It Is Not Easy Being Green: Bob Penkhus Motors Has Tips on Being Enviro-Friendly

Technological advances have made for better, more fuel-efficient vehicles but the challenge remains: fuel economy and the environmental impact.  It is still in the hearts and minds of the consumer.  With gas prices creeping upward and stricter government emissions curbs on the horizon, the choice in selecting an environmentally friendly vehicle becomes even more of a challenge.

Bob Penkhus Motors of Colorado Springs would like to offer the following pointers on making your current - or next - purchase more ecologically agreeable while being fuel conscious:

        Emissions Ratings.  Look at the sales sticker on the vehicle or the back of the sales collateral and make note of emissions ratings that indicate cleaner-running engines.  Those ratings will be labeled LEV (low-emission vehicles), ultra-low emission vehicles (ULEV) and super ultra-low emissions (SULEV).  In order to get a better understanding of these emissions ratings and the differences between the three, GreenCars.org has a rundown.

       Bigger Doesn't Equal Safer.  Obviously, a bigger and taller vehicle means less fuel efficiency.  These vehicles tend to have a higher center of gravity, lending to the possibility that rollovers may occur.  To combat the myth, the Insurance Institute of Highway Safety (IIHS) conducts car safety tests on an annual basis to determine a vehicle's "crashworthiness," i.e. its ability to protect the passengers inside.

       Don't Sit Idle - Turn It Off.  Leaving your car idle = 0 miles per gallon.  Should your current or next purchase have a large engine, that engine will waste a significantly more amount of gas than a vehicle with a smaller one when you leave it running idle.

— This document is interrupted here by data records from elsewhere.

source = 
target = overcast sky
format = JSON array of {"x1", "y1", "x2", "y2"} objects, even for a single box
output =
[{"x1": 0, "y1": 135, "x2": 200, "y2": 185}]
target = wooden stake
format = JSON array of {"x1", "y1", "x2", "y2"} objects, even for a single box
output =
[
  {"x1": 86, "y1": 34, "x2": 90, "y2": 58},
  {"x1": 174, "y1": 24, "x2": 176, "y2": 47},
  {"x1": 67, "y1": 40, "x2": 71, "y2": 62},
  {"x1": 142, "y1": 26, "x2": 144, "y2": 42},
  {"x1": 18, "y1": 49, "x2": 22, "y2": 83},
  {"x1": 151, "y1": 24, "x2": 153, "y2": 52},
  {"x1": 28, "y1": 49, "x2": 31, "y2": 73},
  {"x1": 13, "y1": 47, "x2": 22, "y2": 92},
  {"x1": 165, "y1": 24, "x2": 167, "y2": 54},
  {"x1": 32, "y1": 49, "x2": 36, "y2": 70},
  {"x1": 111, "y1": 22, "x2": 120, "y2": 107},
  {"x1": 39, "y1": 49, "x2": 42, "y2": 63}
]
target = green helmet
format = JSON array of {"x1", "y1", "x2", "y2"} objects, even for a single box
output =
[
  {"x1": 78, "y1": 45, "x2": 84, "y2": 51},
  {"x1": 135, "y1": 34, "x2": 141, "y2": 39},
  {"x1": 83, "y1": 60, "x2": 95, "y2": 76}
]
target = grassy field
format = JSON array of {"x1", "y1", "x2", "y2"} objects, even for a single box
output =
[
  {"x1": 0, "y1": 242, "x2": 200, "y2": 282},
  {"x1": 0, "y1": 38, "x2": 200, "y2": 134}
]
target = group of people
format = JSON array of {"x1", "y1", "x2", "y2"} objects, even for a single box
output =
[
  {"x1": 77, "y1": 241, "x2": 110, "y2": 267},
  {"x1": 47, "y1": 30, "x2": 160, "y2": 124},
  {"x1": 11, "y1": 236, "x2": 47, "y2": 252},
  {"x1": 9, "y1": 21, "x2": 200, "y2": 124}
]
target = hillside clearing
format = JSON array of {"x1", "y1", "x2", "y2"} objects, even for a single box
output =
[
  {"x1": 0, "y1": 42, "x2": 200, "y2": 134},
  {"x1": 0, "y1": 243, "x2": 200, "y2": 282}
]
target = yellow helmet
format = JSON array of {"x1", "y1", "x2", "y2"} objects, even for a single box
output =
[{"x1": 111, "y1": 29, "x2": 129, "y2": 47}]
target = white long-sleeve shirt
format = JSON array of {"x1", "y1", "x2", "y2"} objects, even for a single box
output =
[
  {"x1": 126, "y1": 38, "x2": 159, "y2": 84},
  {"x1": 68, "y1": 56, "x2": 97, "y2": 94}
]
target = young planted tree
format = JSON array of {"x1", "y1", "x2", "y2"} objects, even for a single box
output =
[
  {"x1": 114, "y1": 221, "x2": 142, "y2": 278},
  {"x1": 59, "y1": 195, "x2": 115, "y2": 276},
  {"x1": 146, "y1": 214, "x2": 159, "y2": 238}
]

       Get in Control: Cruise On Down the Road. Whether driving in your city or on the highways and byways during a road trip, use your cruise in control in non-traffic situations.  Using cruise control helps your vehicle maintain a constant rate of speed, limiting the chances of engine fluctuations and wasting gas.

       Under (Tire) Pressure.  Routinely check the pressure in your vehicle's tires.  Low pressure can cause higher fuel consumption; it can also increase wear on your vehicle and cause it to handle erratically in emergency driving situations.  Proper tire pressure levels are usually listed in either your owner's manual or inside the doorjamb.  

Lastly, keep this note in mind: The difference between a car that gets 20 MPG and one that gets 30 MPG amounts to $683 per year (assuming 15,000 miles of driving annually and a fuel cost of $2.73).

At Bob Penkhus Motors, we're dedicated to protecting the environment and providing relevant information pertaining to your automobile.  It's important to be mindful of how your vehicle impacts the environment and you can help make it environmentally friendly.  At our dealership, you will find several eco-friendly vehicles like the Volkswagen Jetta and the Mazda 2.